The best thing about FIREFLY ending when it did is that Whedon didn’t have enough time to do this to that set of characters.

I don’t know that I’ve ever seen an episode of a TV show that I hated as much as I hate “Normal Again,” to the extent that I have to actively remind myself that it’s just a TV show, and that it’s dumb to get that worked up about it.

I’m not a 'shipper one way or the other. I do think that:

Buffy and Angel was a better relationship than Buffy and Spike but I don’t have a deep emotional investment in one over the other. I like the former largely because of the context in which it occurred - Buffy was simply a better television show during that relationship. By the time the second pairing came up, the show had decayed over all.

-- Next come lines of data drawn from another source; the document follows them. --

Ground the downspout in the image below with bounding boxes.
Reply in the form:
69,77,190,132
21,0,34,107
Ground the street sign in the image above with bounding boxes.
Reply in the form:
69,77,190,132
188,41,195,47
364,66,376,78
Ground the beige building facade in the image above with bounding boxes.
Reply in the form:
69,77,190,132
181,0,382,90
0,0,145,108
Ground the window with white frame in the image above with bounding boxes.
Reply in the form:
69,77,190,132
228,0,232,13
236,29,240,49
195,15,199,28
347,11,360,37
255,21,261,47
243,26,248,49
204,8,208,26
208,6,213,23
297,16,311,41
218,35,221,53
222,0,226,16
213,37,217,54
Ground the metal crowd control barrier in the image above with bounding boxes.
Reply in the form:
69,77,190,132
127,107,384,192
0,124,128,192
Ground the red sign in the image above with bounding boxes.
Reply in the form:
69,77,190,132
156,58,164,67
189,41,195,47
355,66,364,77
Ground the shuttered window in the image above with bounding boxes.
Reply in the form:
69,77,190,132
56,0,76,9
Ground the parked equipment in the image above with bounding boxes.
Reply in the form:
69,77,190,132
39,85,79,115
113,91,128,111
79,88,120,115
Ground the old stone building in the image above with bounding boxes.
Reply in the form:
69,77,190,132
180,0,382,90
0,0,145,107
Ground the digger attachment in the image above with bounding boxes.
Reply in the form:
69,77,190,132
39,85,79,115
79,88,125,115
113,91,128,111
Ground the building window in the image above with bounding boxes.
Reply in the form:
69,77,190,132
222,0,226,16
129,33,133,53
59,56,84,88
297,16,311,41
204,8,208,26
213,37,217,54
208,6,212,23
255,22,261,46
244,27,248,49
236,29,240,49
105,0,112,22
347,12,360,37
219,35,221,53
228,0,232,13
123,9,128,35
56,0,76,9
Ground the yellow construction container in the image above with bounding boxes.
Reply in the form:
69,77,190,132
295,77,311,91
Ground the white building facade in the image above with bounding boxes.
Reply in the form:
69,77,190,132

Of course, my perspective is a bit altered because I didn’t start watching the show regularly until season 5, so for me, Riley was Buffy’s “first” love.

Not that I’m putting him forward as the better than the other two.

Of everyone she was ever with in the series, he was the least worst. It was still for the best that it didn’t last, but the other two relationships were in no way healthy, and I don’t get the hate for him.

But brilliant in the way it totally freshened the show for me: made me have to go back in my mind and reprocess everything that had happened over 5+ years in a totally new light. It imparted a new sense of doubt where complacency–and hence boredom–was creeping around the cracks trying to worm its way in. Only X-Files has succeeded so well in completely negating everything that came before, but with utter believability. And its final result was to put Buffy back in control of her own destiny. Another major growing up moment: she took responsibility for her own choices.

[spoiler]I think a lot of people didn’t really like his characterization. First, he was too boring. Then, in an effort to make him darker, he started whoring himself out to vampires. It seemed kind of…inorganic, I guess. Like the writers were saying “let’s make Riley darker!” without taking his character into consideration.

Personally, I liked Riley okay, and found his story arc to verge on the tragic. It’d be hard for ANYONE to date Buffy at that time period, when she’s just getting over the drama and trauma of her relationship with Angel. No one could measure up, really.[/spoiler]

I don’t hate Reilly, but he was filler. His only purpose was to show that Buffy could, tragically, never have a normal life. The other relationships were not healthy in the short run, but they helped Buffy mature. She learned a lot more from those relationships than she did from Reilly.

There’s a fascinating article this book, where a bunch of psychologists and psychoanalysts–of varying stripes and schools–examine Buffy as a psychological subject. Search the author name “Carol Poole” for a fascinating treatise on what Buffy was going through with the second relationship, and how what seems like such a horrible choice was part of a necessary process. I’m sure it won’t be convincing to everyone who reads it, but it made perfect sense to me.

Cordy? The character Cordelia Chase does not appear in Season 4 of Angel.